Python analysis template

⚙️ Project setup

This repository follows a standard setup I use for data science projects, which includes:

A research compendium layout, including a local Python package (see File Structure).
Visual Studio Code (VSC) as the preferred IDE, with recommended extensions.
A VS Code Dev Container, powered by Docker, as a reproducible development environment (using a Debian image).
pre-commit to manage git hooks.
Python tooling:
- Black for code formatting (pre-commit and VSC extension). In addition, I mostly follow the Google style guide.
- Ruff (pre-commit and VSC extension) for linting.
- mypy for type checking (VSC extension).
- uv to compile requirements.
- pdoc to generate API documentation (including a pre-commit hook for generating a local documentation). Python docstrings are written following the Google docstring format and with the help of the autoDocstring VSC extension.
- pytest for testing, with doctest enabled.
- Automatic versioning of the local package from git tags via setuptools_scm, following semantic versioning.
SQLFluff as a formatter and linter for SQL files (pre-commit and VSC extension).
prettier (VSC extension) as a formatter for YAML, JSON and Markdown files.
markdownlint (VSC extension) as a linter for Markdown files.
Taplo (VSC extension) as a formatter for TOML files.
shfmt (VSC extension) as a formatter for shell scripts.
SonarLint (VSC extension) as an additional multi-language linter.
typos (VSC extension) as a code spell checker.
A Makefile to provide an interface to common tasks (see Make commands).
Conventional commit messages (enforced by pre-commit).

🗂️ File structure

.
├── analysis/                  # Analysis scripts and notebooks
├── data/                      # Data files (usually git ignored)
├── docs/                      # API documentation (git ignored)
├── results/                   # Output files: figures, tables, etc. (git ignored)
├── scripts/                   # Utility scripts (e.g. env setup)
├── src/                       # Local Python package
│   ├── __init__.py
│   └── config.py              # Configs, constants, settings
├── tests/                     # Unit tests for src/
│   └── test_*.py
├── .devcontainer/             # VS Code Dev container setup
├── .vscode/                   # VS Code settings and extensions
├── Dockerfile                 # Dockerfile used for dev container
├── Makefile                   # Utility commands (docs, env, versioning)
├── pyproject.toml             # Configs for package, tools (Ruff, mypy, etc.) and direct deps
├── requirements.txt           # Pinned dependencies (generated)
├── taplo.toml                 # Configs for TOML formatter
├── .editorconfig              # Configs for Shell formatter
├── .pre-commit-config.yaml    # Configs for pre-commit
├── .sqlfluff                  # Configs for SQLFluff

🐳 Development environment

The preferred development environment for this project is a VS Code Dev Container, which provides a consistent and reproducible setup using Docker.

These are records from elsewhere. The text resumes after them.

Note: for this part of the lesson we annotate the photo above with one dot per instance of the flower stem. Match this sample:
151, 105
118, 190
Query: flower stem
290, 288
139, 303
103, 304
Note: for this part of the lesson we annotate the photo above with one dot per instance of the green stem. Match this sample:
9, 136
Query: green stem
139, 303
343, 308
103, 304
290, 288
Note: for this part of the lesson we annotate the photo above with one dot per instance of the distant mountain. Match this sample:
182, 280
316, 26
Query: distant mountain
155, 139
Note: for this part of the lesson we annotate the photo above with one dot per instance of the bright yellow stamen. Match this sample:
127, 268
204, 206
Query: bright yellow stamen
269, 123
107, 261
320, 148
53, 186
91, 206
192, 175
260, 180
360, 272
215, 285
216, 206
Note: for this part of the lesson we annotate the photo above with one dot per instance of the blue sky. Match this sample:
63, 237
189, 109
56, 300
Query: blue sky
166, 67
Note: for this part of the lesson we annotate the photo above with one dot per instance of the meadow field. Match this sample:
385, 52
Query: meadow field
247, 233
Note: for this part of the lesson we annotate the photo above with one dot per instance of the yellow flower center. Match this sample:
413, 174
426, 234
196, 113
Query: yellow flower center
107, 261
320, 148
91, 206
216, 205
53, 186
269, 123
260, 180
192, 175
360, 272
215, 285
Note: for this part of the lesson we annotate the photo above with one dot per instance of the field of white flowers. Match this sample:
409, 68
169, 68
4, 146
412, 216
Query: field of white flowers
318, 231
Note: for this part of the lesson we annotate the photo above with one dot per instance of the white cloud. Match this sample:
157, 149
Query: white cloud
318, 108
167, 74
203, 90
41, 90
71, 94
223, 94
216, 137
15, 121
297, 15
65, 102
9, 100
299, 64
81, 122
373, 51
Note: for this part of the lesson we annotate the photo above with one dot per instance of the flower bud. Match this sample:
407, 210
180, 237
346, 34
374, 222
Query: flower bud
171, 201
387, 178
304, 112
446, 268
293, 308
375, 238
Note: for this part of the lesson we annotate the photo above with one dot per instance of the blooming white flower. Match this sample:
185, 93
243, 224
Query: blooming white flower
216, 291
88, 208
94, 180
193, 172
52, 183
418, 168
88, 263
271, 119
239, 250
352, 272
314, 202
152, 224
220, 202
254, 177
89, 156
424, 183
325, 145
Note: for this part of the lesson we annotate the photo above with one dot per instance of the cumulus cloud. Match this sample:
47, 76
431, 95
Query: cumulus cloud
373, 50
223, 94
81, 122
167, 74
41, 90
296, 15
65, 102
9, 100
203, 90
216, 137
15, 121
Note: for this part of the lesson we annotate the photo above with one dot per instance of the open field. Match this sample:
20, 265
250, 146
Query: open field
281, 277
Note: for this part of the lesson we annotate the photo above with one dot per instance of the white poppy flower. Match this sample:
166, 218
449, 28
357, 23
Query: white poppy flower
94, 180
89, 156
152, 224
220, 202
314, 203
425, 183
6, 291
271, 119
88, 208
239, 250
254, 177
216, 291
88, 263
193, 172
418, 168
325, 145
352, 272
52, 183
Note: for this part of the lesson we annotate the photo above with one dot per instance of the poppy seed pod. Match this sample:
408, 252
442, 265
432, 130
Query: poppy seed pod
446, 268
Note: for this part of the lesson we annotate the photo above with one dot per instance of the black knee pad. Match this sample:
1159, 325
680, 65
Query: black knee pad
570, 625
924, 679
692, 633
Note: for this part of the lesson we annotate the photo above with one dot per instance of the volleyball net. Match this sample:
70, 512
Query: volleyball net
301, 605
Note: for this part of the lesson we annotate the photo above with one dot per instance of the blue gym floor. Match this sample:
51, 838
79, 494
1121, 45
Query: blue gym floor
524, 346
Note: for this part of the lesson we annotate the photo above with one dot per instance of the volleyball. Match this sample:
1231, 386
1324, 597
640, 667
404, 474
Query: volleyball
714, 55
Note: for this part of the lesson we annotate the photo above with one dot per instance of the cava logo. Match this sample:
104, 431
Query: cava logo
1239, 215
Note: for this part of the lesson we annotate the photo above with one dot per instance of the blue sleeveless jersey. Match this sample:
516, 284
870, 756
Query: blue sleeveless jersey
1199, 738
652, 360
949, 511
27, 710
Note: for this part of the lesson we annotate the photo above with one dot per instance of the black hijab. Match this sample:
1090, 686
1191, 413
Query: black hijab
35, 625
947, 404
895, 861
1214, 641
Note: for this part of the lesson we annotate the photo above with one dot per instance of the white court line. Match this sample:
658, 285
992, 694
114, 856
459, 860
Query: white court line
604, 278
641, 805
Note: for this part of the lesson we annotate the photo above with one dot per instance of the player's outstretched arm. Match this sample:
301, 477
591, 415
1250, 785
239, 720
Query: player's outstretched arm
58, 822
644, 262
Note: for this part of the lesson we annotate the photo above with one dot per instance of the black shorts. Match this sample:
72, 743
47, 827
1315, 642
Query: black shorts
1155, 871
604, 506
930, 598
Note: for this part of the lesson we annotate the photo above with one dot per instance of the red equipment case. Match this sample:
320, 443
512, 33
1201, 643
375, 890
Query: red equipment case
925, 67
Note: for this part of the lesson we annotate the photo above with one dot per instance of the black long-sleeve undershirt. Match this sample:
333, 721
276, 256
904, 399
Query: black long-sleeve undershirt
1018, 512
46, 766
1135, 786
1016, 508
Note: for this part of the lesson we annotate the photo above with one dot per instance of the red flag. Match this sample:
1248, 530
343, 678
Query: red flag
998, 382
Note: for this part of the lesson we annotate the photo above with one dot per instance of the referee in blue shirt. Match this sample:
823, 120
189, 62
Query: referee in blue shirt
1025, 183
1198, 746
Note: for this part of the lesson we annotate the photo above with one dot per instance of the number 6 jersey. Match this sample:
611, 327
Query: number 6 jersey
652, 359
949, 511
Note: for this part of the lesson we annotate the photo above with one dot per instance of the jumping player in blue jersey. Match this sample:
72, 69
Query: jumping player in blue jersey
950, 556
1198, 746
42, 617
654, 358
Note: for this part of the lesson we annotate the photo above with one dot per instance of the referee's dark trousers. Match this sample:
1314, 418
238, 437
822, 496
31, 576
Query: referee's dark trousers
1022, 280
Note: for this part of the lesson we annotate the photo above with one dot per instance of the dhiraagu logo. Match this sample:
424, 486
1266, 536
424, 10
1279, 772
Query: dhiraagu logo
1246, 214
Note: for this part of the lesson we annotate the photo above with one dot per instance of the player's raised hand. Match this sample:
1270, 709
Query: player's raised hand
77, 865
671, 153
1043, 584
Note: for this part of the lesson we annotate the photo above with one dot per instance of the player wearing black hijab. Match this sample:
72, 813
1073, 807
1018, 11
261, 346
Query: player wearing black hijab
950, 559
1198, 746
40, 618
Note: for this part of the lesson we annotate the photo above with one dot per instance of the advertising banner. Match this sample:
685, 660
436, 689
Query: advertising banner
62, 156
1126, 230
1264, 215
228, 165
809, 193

Install and launch Docker.
Install and open the project in VS Code.
Open the container by using the command palette in VS Code (Ctrl + Shift + P) to search for "Dev Containers: Open Folder in Container...".

The dependencies specified in requirements.txt are automatically installed in the container and the local package is available in editable mode. If needed, the container can be rebuilt by searching for "Dev Containers: Rebuild Container...".

For more details regarding Dev Containers, or alternative environment setups (venv, Conda, etc.), please refer to DEVELOPMENT.md.

Regardless of the environment, install Git hooks after setup with pre-commit install to ensure the code is automatically linted and formatted on commit.

📦 Managing requirements

Requirements are managed with:

pyproject.toml to list direct dependencies of the src package and development dependencies (e.g. for the analysis).
requirements.txt to pin all dependencies (direct and indirect). This file is automatically generated with uv and is used to fully recreate the environment.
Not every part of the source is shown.